The couple's attorney, Bradford Berenson, said in a statement after the hearing that the Myerses were not motivated by greed but spied "out of conscience and personal commitment."

"They always understood that they might someday be called to account for that conduct and always have been prepared to accept full responsibility for it," the statement said. "They have done so today."


I'd like to learn more about the "conscience and personal commitment" that compelled this haute bourgeoisie couple to commit espionage for Cuba. What was going on in the United States in 1978, the year the Myerses began their espionage, that so offended their consciences? Did they find the Carter administration to be an unbearable capitalist imperialist warmongering hegemon? Unlikely.

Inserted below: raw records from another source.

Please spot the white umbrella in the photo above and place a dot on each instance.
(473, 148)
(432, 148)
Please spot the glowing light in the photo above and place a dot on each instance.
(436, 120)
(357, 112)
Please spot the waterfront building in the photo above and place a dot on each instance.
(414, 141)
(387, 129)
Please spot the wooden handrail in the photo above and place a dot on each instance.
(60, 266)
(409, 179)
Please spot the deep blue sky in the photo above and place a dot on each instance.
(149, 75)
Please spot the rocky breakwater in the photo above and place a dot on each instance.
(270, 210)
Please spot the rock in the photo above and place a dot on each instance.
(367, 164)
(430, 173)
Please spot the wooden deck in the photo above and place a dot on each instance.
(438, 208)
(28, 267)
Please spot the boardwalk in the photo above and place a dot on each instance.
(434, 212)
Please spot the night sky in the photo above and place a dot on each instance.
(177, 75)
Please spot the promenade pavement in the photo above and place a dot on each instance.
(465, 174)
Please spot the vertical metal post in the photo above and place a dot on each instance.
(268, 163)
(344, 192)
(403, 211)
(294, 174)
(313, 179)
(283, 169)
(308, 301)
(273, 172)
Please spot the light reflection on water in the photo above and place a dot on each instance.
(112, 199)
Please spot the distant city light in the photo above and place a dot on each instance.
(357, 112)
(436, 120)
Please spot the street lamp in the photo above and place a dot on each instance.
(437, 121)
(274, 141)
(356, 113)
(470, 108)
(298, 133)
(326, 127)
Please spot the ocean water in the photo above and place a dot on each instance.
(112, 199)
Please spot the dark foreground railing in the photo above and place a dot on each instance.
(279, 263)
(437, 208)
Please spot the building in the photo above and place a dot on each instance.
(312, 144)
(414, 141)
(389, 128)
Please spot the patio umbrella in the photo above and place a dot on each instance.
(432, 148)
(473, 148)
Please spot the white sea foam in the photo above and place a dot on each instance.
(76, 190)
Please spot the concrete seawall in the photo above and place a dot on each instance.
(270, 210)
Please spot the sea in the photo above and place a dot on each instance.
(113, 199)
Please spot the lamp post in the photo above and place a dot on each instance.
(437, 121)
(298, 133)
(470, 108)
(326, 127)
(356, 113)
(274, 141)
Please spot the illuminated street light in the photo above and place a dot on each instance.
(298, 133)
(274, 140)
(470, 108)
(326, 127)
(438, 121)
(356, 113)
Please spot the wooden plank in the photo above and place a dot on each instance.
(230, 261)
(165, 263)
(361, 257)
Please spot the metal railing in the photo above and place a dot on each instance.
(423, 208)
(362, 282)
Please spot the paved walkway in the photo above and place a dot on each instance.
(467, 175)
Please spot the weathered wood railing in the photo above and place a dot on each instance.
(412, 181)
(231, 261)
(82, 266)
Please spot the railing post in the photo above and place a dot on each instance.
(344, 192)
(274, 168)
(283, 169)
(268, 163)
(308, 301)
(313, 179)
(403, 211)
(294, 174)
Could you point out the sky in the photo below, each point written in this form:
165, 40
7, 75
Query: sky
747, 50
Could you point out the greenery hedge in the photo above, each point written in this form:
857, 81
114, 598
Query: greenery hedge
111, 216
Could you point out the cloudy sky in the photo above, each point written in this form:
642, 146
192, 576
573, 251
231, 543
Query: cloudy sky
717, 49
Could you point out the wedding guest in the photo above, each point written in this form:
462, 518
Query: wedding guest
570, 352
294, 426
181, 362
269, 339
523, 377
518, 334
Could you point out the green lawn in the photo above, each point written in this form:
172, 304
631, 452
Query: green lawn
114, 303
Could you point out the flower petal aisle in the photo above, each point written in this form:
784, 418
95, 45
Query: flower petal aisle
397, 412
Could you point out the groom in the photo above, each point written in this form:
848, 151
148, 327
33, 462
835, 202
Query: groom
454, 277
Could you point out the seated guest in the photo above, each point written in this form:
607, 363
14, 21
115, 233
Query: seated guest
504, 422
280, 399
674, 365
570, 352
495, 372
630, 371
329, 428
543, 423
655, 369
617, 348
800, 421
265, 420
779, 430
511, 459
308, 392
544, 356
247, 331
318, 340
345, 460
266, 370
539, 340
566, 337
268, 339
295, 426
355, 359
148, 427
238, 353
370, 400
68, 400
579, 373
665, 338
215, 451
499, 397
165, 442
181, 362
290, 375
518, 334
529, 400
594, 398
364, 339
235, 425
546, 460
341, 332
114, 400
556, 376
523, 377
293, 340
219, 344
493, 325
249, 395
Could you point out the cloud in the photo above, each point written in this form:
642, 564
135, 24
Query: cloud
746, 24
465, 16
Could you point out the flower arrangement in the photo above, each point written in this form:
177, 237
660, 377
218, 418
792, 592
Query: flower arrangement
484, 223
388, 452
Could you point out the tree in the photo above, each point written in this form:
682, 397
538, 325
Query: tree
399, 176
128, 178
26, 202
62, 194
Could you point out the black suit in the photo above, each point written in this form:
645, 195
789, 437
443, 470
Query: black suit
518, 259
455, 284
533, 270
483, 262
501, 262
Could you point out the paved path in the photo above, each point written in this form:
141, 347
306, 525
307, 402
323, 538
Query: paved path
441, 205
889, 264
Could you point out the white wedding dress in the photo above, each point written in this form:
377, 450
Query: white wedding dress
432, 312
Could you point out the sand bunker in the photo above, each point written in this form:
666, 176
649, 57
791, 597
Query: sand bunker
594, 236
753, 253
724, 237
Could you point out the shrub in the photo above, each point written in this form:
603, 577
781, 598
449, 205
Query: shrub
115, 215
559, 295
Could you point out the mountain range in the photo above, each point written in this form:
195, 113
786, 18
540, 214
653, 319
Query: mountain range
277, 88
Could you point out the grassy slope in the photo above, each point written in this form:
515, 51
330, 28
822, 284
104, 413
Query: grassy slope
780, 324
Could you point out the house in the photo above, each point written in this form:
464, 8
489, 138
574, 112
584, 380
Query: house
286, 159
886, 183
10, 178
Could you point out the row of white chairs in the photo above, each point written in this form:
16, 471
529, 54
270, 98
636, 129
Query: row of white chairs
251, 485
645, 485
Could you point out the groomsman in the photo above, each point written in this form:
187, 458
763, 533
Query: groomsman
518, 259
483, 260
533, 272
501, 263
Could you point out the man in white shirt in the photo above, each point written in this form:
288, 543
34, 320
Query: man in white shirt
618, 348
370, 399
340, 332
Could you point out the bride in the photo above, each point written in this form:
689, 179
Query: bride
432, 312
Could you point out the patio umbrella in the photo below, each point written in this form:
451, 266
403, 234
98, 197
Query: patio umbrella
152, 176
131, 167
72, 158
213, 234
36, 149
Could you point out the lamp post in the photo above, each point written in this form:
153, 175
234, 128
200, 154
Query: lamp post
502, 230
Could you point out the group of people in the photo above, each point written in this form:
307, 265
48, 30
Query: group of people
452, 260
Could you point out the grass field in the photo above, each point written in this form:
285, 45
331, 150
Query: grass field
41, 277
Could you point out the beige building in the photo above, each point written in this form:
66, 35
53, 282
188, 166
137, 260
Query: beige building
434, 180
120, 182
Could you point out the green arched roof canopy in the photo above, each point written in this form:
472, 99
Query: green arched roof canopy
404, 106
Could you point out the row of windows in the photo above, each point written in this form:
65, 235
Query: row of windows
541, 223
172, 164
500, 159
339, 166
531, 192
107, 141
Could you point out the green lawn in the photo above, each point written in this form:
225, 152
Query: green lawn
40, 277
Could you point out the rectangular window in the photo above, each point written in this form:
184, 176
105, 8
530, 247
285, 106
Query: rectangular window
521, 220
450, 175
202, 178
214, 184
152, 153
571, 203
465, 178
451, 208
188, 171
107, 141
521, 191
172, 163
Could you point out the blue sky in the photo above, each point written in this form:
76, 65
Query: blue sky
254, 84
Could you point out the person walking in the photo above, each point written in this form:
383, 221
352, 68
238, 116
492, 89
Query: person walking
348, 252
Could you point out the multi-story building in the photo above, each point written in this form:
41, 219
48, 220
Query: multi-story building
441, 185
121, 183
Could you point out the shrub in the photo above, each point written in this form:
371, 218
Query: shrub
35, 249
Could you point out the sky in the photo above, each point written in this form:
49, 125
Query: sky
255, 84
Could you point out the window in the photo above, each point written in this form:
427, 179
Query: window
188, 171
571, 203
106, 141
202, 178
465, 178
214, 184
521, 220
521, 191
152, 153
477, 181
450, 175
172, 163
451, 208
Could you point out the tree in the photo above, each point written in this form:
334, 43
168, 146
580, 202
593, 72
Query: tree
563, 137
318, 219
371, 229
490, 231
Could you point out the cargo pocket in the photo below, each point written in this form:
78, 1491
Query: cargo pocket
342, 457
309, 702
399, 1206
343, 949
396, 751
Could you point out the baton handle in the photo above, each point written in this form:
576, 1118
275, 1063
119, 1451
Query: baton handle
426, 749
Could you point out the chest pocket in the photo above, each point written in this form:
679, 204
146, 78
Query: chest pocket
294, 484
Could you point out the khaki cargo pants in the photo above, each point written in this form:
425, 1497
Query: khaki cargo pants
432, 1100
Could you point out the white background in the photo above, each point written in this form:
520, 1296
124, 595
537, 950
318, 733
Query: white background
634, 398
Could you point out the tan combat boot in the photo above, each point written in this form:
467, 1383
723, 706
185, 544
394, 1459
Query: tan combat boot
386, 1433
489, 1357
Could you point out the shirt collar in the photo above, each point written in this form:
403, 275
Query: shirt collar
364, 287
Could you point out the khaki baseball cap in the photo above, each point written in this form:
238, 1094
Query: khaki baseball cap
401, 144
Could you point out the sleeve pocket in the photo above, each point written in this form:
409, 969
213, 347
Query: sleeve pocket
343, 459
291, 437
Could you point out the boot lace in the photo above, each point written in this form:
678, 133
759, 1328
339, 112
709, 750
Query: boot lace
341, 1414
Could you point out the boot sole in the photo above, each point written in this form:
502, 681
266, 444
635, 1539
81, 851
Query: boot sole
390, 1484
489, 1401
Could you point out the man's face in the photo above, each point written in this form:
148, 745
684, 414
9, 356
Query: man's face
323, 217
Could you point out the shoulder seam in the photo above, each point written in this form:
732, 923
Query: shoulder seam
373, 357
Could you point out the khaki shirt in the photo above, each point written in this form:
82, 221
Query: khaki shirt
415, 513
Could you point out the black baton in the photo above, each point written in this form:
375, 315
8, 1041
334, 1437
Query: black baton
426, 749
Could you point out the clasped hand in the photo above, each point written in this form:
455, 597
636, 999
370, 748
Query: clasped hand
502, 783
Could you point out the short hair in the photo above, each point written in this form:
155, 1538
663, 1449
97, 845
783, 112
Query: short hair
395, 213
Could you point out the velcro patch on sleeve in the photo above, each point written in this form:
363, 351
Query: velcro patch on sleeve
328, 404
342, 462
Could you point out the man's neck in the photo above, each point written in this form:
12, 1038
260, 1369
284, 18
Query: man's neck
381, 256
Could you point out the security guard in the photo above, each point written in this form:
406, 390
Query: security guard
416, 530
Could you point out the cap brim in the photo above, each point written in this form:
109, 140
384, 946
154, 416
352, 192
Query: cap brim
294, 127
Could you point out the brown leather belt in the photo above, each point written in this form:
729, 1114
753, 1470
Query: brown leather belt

Why would the Myerses be personally committed to serving the communist regime in Cuba? Surely they didn't think that would make the world a better place, since by 1978 there were really no Marxist true believers left in America. The Marxist idea was already undergoing autopsies by radical historians who had been left behind when its intellectual tide receded after the events of 1968 and, particularly, the crushing of the Prague Spring. See this 1976 collection of dispirited essays on radical Visions of History, for example.

Perhaps Kendall Myers was a fan of Eurocommunism, that last great hope of leftist academics during the 70s, although even that somewhat more presentable version of Marxism was already losing its appeal by 1978. See, for example, this article by Jean-François Revel. Eurocommunism was not exclusively a European product, of course, and it could just be that the Myerses thought they had found in Castro the last possible chance to validate their self-concept as the Vanguard of the Proletariat. I don't know. But I wish I had a chance to ask them.

If I were the judge in their case, I wouldn't send the Myerses off to spend their Golden Years at some Club Fed of a penitentiary. No, I'd sentence them to serve as an exhibit at Washington DC's International Spy Museum, so that the public could experience these living political fossils for themselves and wonder about the thought processes that motivated them.